Soustons (Landes) : une femme convoquée devant la justice à cause des caquètements de ses canards

Des canards blancs dans une cour

 

A Soustons, dans les Landes, une femme est convoquée le 3 septembre prochain devant le tribunal de Dax par son voisin. La raison ? L’homme se dit lassé des caquètements de ses canards, alors qu’il a déménagé dans le coin pour trouver de la tranquillité. L’accusée s’étonne de cette action en justice d’autant que personne ne s’est jamais plaint de ses volailles depuis 36 ans qu’elle vit là.

La cohabitation en campagne n’est visiblement pas facile. Après le coq Maurice, grand chanteur devant l’éternel, c’est autour de ses congénères, les canards, de perturber la tranquillité d’un voisin.
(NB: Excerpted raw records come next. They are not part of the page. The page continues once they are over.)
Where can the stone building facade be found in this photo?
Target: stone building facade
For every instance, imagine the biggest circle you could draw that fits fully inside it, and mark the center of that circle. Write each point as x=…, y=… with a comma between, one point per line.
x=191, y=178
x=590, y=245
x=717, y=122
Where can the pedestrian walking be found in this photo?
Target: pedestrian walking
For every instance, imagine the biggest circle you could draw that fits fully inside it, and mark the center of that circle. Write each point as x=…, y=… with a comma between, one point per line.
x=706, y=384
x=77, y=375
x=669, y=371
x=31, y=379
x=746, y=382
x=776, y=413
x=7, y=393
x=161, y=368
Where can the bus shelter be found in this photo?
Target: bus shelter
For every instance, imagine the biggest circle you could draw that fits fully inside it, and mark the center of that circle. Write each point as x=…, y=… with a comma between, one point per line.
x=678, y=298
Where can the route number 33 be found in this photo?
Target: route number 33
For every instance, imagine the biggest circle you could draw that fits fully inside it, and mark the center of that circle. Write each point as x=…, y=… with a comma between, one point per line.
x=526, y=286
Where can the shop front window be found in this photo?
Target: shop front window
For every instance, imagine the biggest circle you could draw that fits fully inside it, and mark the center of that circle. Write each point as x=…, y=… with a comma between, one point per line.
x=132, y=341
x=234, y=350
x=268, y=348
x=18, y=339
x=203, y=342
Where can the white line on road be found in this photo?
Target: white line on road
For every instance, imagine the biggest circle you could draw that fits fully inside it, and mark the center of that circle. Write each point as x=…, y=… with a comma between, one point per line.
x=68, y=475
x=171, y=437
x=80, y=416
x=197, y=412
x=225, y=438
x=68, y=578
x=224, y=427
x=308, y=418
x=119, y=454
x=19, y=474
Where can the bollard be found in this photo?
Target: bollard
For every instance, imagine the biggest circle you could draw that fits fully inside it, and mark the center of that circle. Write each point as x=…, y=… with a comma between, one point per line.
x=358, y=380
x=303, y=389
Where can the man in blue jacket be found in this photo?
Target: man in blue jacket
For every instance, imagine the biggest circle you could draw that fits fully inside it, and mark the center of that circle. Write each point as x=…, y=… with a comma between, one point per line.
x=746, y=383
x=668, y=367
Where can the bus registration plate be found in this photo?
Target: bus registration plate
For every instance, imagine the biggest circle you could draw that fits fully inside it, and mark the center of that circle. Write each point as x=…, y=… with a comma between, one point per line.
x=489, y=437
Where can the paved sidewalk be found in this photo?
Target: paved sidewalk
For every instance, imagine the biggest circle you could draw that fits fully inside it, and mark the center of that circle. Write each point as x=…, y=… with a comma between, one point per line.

A Soustons, dans les Landes, une propriétaire de canards est convoquée le 3 septembre prochain devant le tribunal de Dax. Son voisin, installé depuis un an dans la petite commune, se dit lassé par le bruit des volailles et certaines autres nuisances. Il a donc porté plainte, malgré des tentatives de conciliation.

Cancans et insalubrité

Le plaignant, qui habite une maison située de l’autre côté de la route, affirme qu’il est perturbé par le bruit des canards malgré le double vitrage et certains travaux. « Quand vous êtes propriétaire d’un endroit, vous vous attendez à bénéficier d’une certaine qualité de vie », a-t-il rappelé au quotidien régional Sud Ouest. Malheureusement, cette qualité de vie, il ne l’aurait jamais eu à cause de la basse-cour d’â côté. A bout, il se serait rendu chez sa voisine deux fois par semaine, de juin à octobre 2018, pour se plaindre du cancan de ses volailles. Rien n’y fit. La voisine serait restée de marbre. Toujours selon le voisin, un ruisseau public serait également pollué et la présence des volailles à proximité attirerait des mouches et des rats sur son terrain. Fatigué de tout ceci, il a décidé de porter plainte. La justice va trancher.

Un acousticien « n’a rien trouvé d’anormal »

De son côté, la propriétaire des canards affirme que personne ne s’est jamais plaint depuis son installation dans le quartier il y a 36 ans. Elle précise qu’un acousticien, qui plus est mandaté par son voisin, « n’a rien trouvé d’anormal ». « Il m’a été préconisé de construire un mur antibruit », a-t-elle indiqué. La propriétaire des volailles a même demandé l’aide d’un conseil afin de trouver un accord à l’amiable, qui a été refusé par le plaignant. Faute d’accord à l’amiable entre les deux parties, l’affaire va être jugée au tribunal de Dax le 3 septembre prochain.